Le jugement sera donc infirmé en ce que l'annulation du contrat de fourniture et pose de la PAC et de ses accessoires a été prononcée pour violation des prescriptions des articles L. 121-21 et R. 121-3 du Code de la consommation.

Sur l'exécution du contrat de fourniture et pose de la PAC :

Il résulte des écritures de Point Clim, elle-même, que le contrat avait bel et bien pour objet le remplacement d'une installation de chauffage central au fioul traditionnelle par un système de chauffage dépendant d'une pompe à chaleur air/air. Or, selon les constatations non discutées de l'expert, le système de chauffage proposé par Point Clim et retenu par les époux Gateau ne pouvait pas chauffer la totalité des volumes constituant l'habitation puisque les locaux non principaux et les circulations ne disposaient plus d'aucun équipement de chauffage, et que le dispositif mis en place par Point Clim n'avait pas la puissance suffisante, l'expert précisant à cet égard sans être contredit qu'il ne s'agissait que d'une installation de chauffage partiel fondamentalement différente de l'installation précédente par radiateurs à eau chaude, qui, de par sa conception (dispositif de chauffage concernant exclusivement les pièces de vie) ne permettait pas d'obtenir une température de chauffage uniforme dans l'habitation, et qui de surcroît était sous-dimensionnée par rapport aux propres calculs de cette entreprise, ce qui n'était pas décelable par les clients.

A cet égard, Point Clim ne peut se prévaloir de la lettre du contrat, qui détaille l'équipement à fournir qu'elle a bel et bien installé et dont il n'est pas allégué qu'il ne fonctionnait pas.

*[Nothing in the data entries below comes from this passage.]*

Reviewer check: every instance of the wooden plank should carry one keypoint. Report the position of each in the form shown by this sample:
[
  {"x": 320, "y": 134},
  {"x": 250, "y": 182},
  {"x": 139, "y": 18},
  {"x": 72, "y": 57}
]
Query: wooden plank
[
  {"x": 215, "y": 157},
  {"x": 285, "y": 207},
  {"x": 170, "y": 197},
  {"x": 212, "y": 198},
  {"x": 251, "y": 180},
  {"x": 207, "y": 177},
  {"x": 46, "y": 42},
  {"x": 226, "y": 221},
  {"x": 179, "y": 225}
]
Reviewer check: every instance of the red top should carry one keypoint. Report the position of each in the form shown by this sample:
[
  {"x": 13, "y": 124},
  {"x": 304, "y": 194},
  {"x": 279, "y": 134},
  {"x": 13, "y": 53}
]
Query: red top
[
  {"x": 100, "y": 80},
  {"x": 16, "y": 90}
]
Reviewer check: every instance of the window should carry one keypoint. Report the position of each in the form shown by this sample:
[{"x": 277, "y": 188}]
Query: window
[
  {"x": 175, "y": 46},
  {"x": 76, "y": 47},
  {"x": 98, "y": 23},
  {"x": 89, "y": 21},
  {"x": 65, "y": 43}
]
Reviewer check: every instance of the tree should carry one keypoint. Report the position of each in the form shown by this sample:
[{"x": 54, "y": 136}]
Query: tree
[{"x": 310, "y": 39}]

En effet, elle a toujours admis, dans ses écritures tant devant le tribunal que devant la cour, que l'objet du contrat était le remplacement de l'installation traditionnelle existante hors service par un système utilisant de l'énergie renouvelable, qui a donc bien été fourni comme devant assurer la totalité des besoins en chauffage de l'habitation. Elle objecte tout aussi vainement avoir mis en garde Alain Gateau sur l'inadaptation du système proposé, en attirant son attention sur la nécessité de mettre en place une PAC d'une conception différente (air/eau haute température) et d'un coût nettement supérieur, puisqu'elle ne fournit aucune pièce le démontrant, et qu'au contraire il est rapporté par l'expert que les époux Gateau ont visité un pavillon chauffé par le dispositif qui leur était proposé à l'initiative du démarcheur de Point Clim, ce qui ne peut se concevoir que dans le cadre d'une démarche commerciale tendant à les assurer de l'efficacité du procédé qui a finalement fait l'objet du contrat.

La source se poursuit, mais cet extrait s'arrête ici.